Finally, in all three Populus species we find significantly negative correlations between levels of synonymous polymorphism and the rate of amino acid substitution at the scale of single genes. This pattern could be driven by either recurrent selective sweeps or background selection (Charlesworth et al. 1993; Andolfatto 2007). However, background selection reduces local Ne due to the removal of weakly deleterious mutations and is therefore expected to result in both reduced levels of nucleotide polymorphism and an increase of the fixation rate of slightly deleterious mutations (Charlesworth et al. 1993). Background selection is thus expected to affect the rates of both synonymous and nonsynonymous substitutions equally, but when variation in the rates of synonymous substitution is taken into account, we find a substantially stronger (rather than weaker) negative correlation between levels of synonymous polymorphism and the rate of protein evolution. This suggests that the negative relationship that we observe between nonsynonymous substitution rate and levels of variation at synonymous sites is most likely driven by effects of recurrent selective sweeps in all three species (Andolfatto 2007; Sella et al. 2009). Furthermore, the physical scale at which these signatures of natural selection are detected carries valuable information about the strength of positive selection at the genomic level (Macpherson et al. 2007). Since the signatures of recurrent selective sweeps are detectable only on a genic scale, it mostly reflects relatively weak selection on the majority of adaptive amino acid substitutions and may thus explain why we do not observe the effects at either 100-kbp or 1-Mb scales (Macpherson et al. 2007; Sella et al. 2009).

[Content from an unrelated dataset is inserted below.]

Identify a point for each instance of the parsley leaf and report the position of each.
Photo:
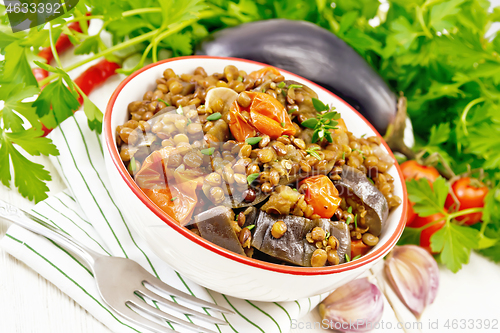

Conclusion and perspectives

In summary, our findings highlight multiple lines of evidence suggesting that natural selection, due to both purifying and positive selection, has shaped patterns of nucleotide polymorphism at linked neutral sites in all three Populus species. Compared to the predictions of the Neutral Theory that suggest that adaptations contribute negligibly to divergence between species (Kimura 1983), we find that ∼20–65% of all amino acid substitutions are driven to fixation by adaptive evolution in Populus. These estimates are in accordance with the results from a number of other organisms with large effective population sizes, such as Drosophila (Sella et al. 2009), mammalians (Halligan et al. 2010; Carneiro et al. 2012), and a few plant species (Slotte et al. 2010; Strasburg et al. 2011), but substantially higher than in species with relatively small effective population sizes, such as humans and most other plant species, where little evidence of adaptive evolution has been detected (Eyre-Walker and Keightley 2009; Gossmann et al. 2010). Given that all three Populus species share similar life-cycle characteristics, such as an outcrossing mating system, relatively large Ne, and limited population subdivision, future studies from other long-lived forest trees are needed to investigate whether these are characteristics more generally influencing genome-wide patterns of selection in plants (Hough et al. 2013). Furthermore, differences in Ne and rates of recombination among the three Populus species largely explain differences in the magnitude of linked selection that we observe between them.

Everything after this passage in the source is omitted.